After discharge, the total sample was reduced to 59 patients, 66% of the centenarians and 89.5% of the control group, for assessment of functionality, post-discharge complications, and mortality at 6 months and 1 year. The results indicate that age did not condition hospital readmission, although in absolute values it was higher in percentage terms in the older patients. Mortality in the first 6 months after discharge also showed significance in this group, with an OR of 4.62 (1.044–20.498), p=.048. Table 3 gives a summary of readmissions and mortality in the series. According to the results of the Kaplan–Meier survival curve, the mortality of centenarians continues to increase over time, making it unlikely that the patient will survive after the first 24 months following the fracture (>90% cumulative mortality), whereas fewer of the octogenarian group die and up to 75% of cases survive 2 years after the fracture (Fig. 1). In terms of functionality, at the end of follow-up only 2 centenarian patients managed a return to walking with a walking frame after the intervention, whereas in the group of controls 53.84% returned to their previous functional situation (p=.003 and OR=5.27 [1.35–20.52]).

Table 3.

Follow-up and mortality of the series.

  Centenarians  89–90-year-olds  OR (CI)/p 
Readmission<30 days, n (%)  2 (13.3)  3 (7.3)  ns/.602 
Readmission 3 months, n (%)  2 (15.44)  6 (14.6)  ns/1 
Readmission first year, n (%)  2 (23.1)  12 (29.3)  ns/.664 
Mortality at 30 days, n (%)  2 (6.3)  2 (4.7)  ns/1 
Mortality at 6 months, n (%)  5 (33)  4 (9.8)  4.62 (1.044–20.498)/.048a 
Mortality at one year, n (%)  1 (11)  1 (2.7)  ns/.110 
Survival>1 year, n (%)a  8 (33)  36 (75)  – 

CI: confidence interval; ns: not significant; OR: odds ratio.

a

Percentage over global sample.

Figure 1.

Kaplan–Meier survival curve.

(0.09MB).
Discussion

Our series is demographically like others published, with a predominance of the female sex and of extracapsular fractures.6,8 In the sample under study, the homogeneity between the two groups in terms of their baseline characteristics is noteworthy, with only significant differences observed in the use of antiplatelet/anticoagulants, and the age-adjusted Charlson index. It is interesting that it was the control group that took more antiplatelet/anticoagulants, probably because some authors recommend discontinuing treatment in older patients as it does not provide a clear clinical benefit.24,25 These data are consistent with similar studies where no differences in comorbidity were found between centenarian and younger patients.9,13 However, there is controversy on this point. Authors such as Holt et al.26 state that patients of extreme age present greater comorbidities and a more precarious baseline state.

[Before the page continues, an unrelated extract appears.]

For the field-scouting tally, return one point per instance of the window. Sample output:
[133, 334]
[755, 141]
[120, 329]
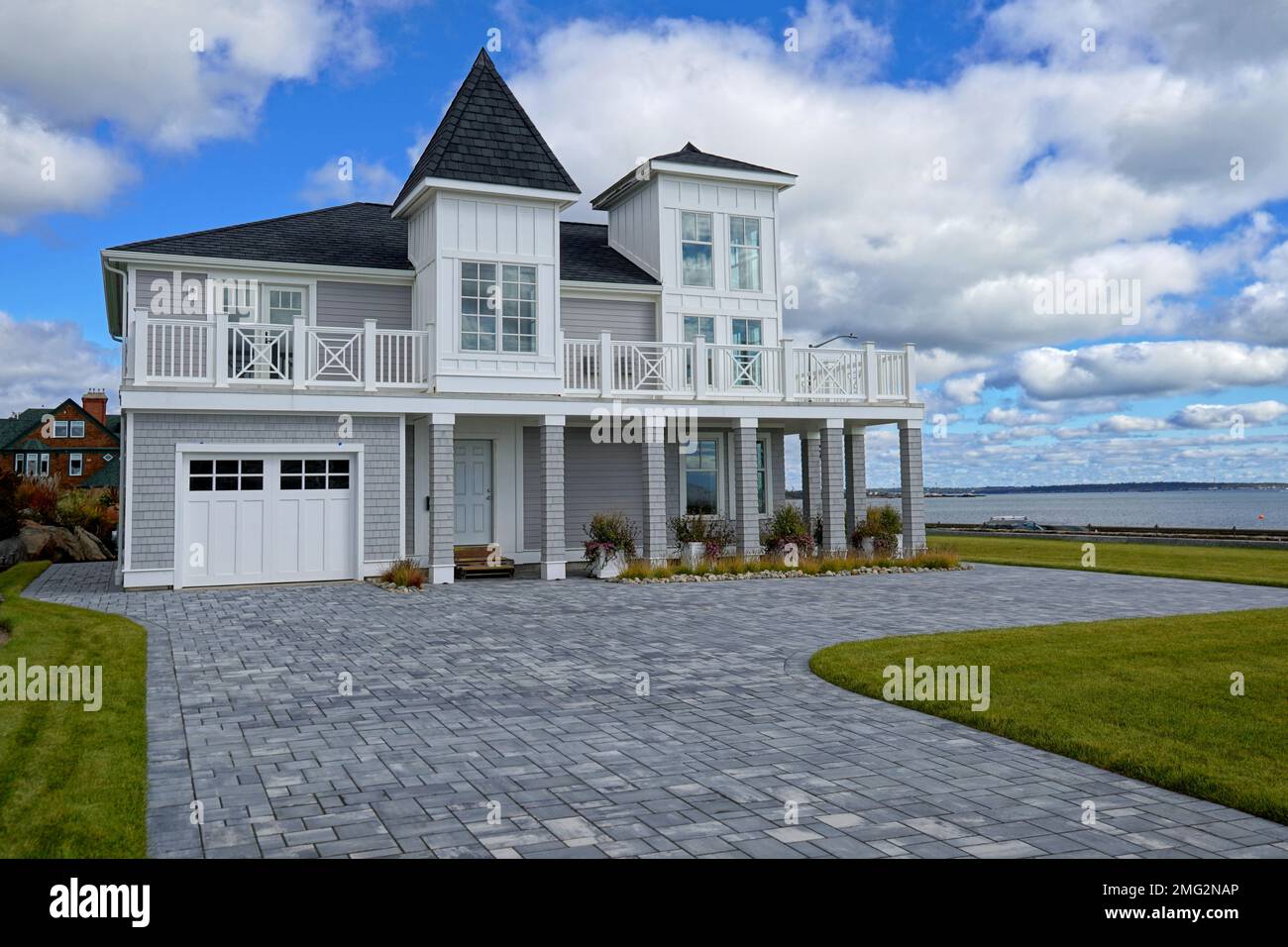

For subcapital hip fracture, we systematically use bipolar implants because they are available in our centre. Recent meta-analyses recientes27,28 confirm that the bipolar prosthesis design provides a better range of motion and a better functional result, with less acetabular wear, with no difference in dislocation or reoperation rates compared to monopolar prostheses. Nevertheless, we believe that the bipolar design would be more suitable for elderly patients with longer life expectancy and some activity, whereas the monopolar design could be useful for those with very few functional demands.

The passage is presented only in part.